Тарас, тот сел на край плота и свесил босые ноги в воду. Пришлось предупредить, что так же они с Лёшем могут перевернуться и утонуть. Он только спросил:
- Ты його любыш? Справди любыш?
Она даже удивилась, потому что как можно о таком спрашивать?
- Ну добрэ. Тилькы нэ забудь, що я ж тэбэ тэж дужэ люблю.
После чего Тарас соскользнул в воду и, не оглядываясь поплыл к берегу. Таня мыслено пожелала ему счастья.
Только мама ни разу к ней не пришла. Наверно потому, что ее убили и еще живую бросили в яму. Говорят, потом над ними земля шевелилась. В таких случаях не приходят к детям во сне. Чтобы не напугать ребенка.
- Что же было дальше? - спросил я.
- Дальше? Дальше ее подобрало какое-то судно. Вроде бы турецкое. Лёша отправили на дно, к рыбам, а Таню подняли на борт и поручили повару. Тот оказался добрым человеком и выходил ее, а потом приставил к себе для помощи на кухне. Вообще, она об этих турках говорила с большой теплотой. Хорошие, говорит, люди. Капитан как-то сказал, что, вообще-то, он обязан сдать ее властям и чтобы передали советскому консулу, но она попросила его этого не делать. Капитан даже не спросил, почему она не хочет вернуться домой.

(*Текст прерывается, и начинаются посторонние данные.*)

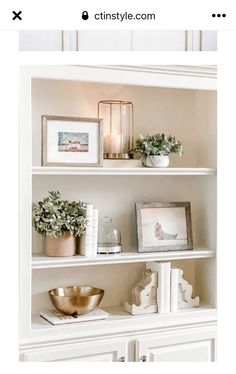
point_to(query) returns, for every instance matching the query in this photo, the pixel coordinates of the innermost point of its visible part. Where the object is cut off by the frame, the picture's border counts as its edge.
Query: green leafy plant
(53, 216)
(157, 145)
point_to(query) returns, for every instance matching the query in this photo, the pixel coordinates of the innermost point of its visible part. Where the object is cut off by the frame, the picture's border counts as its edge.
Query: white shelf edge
(43, 262)
(46, 170)
(119, 322)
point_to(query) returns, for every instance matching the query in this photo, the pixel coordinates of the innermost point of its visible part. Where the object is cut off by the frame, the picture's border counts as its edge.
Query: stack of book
(56, 318)
(167, 286)
(89, 241)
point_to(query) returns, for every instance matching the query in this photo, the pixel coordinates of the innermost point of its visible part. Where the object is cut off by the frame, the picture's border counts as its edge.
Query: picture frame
(72, 141)
(164, 226)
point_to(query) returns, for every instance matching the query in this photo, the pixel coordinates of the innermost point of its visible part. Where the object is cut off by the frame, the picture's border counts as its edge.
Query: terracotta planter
(63, 246)
(156, 161)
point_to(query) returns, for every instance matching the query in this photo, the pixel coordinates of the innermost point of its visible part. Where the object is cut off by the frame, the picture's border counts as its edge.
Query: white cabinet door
(155, 40)
(102, 351)
(40, 40)
(186, 346)
(209, 40)
(50, 40)
(104, 40)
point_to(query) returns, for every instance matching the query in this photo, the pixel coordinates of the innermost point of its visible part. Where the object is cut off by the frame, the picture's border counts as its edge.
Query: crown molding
(207, 71)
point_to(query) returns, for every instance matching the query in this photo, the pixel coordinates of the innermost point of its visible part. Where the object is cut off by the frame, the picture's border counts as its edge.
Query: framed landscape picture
(71, 141)
(164, 226)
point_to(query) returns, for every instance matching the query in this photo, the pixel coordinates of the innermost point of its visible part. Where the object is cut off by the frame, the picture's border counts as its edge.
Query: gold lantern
(117, 118)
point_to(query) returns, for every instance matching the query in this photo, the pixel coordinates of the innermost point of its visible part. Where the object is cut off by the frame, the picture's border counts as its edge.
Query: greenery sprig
(53, 216)
(157, 145)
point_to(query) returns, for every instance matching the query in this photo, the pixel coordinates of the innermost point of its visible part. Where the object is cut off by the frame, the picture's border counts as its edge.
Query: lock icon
(84, 15)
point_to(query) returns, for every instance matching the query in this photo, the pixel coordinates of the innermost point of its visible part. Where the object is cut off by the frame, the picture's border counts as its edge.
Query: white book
(167, 267)
(174, 289)
(56, 318)
(86, 240)
(95, 232)
(159, 268)
(163, 284)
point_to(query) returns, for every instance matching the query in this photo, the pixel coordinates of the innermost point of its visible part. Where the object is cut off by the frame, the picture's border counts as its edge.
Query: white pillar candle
(112, 143)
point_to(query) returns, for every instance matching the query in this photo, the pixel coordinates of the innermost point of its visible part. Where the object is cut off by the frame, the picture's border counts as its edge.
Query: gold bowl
(76, 300)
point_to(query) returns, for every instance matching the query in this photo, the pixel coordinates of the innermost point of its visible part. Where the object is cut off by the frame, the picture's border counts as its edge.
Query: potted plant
(60, 222)
(155, 149)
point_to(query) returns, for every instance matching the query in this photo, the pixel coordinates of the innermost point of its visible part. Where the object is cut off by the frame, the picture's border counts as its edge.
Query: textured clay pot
(157, 161)
(63, 246)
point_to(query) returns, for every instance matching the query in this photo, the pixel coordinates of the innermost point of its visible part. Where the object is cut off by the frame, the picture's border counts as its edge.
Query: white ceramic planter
(63, 246)
(156, 161)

- Два года она плавала на турецком корабле, почти не сходя на берег. Так привыкла, что, говорит, на суше кружилась голова. Неужели такое бывает?
Я сказал, что не знаю, не пробовал.
- Однажды это был Буэнос-Айрес, и она тоже не сошла на берег. Она не знала, что Буэнос-Айрес, это Аргентина. Но вечером, когда повар пьяным вернулся на корабль...
- Турок? Пьяный? - удивился я.
- Ой, что вы говорите? Я однажды сам с турецкими моряками в Буэнос-Айресе пил ром. Кто из них еще помнит об Аллахе? Повар сказал что-то такое, вроде того, что Аргентина - хорошая страна, или что аргентинцы хорошие люди. Как? удивилась она. Мы в Аргентине? Ей нечего было взять с собой, так как у нее ничего не было. Кроме одежды, которую ей купили моряки, и одежда была на ней. Она спустилась на мол и пошла в город. Даже ни с кем не простилась. Потом она жалела об этом, потому что турки обошлись с нею очень хорошо.
- Она ходила по городу и всех спрашивала, правда ли, что это Аргентина. По-руски и по-турецки, которому она немножко научилась на корабле. Ее остановил полицейский и на всякий случай отвел в участок. Там тоже никто ничего не понял и отвезли ее в психбольницу. Когда она поняла, куда попала, то, естественно, разволновалась, и ей сделали укол.
- В психушке ей опять повезло...
... Не знаю, что о своих везениях думала сама Таня, а моя мама сказала бы "а идишэ мазл", что означает не "еврейское счастье", а "нашим бы врагам такое". Примерно так.
- Как же ей повезло на этот раз?
- Там был один молодой врач, практикант. Его звали Хайме. Когда он ткнул себя в грудь и сказал: "Йо Хайме", она решила: О, этот еврей ее поймет и поможет. Правда, он был не евреем, а индейцем, но тоже хорошим человеком, и он отвез ее к себе домой, к моей индейской бабушке.
- Между прочим, испанское "Хайме" вовсе не происходит от еврейского "Хаим".
- Я знаю, - сказал он. - Это имя происходит от "Джеймс".
Юмор в том, что "Джеймс" происходит от еврейского "Яаков".
Мой индейский еврей улыбался, а мне показалось, что у него улыбка с сильным еврейским акцентом. Вобще-то, мы все немножко помешаны на том, что всюду ищем и иногда находим следы, оставленные нашими предками.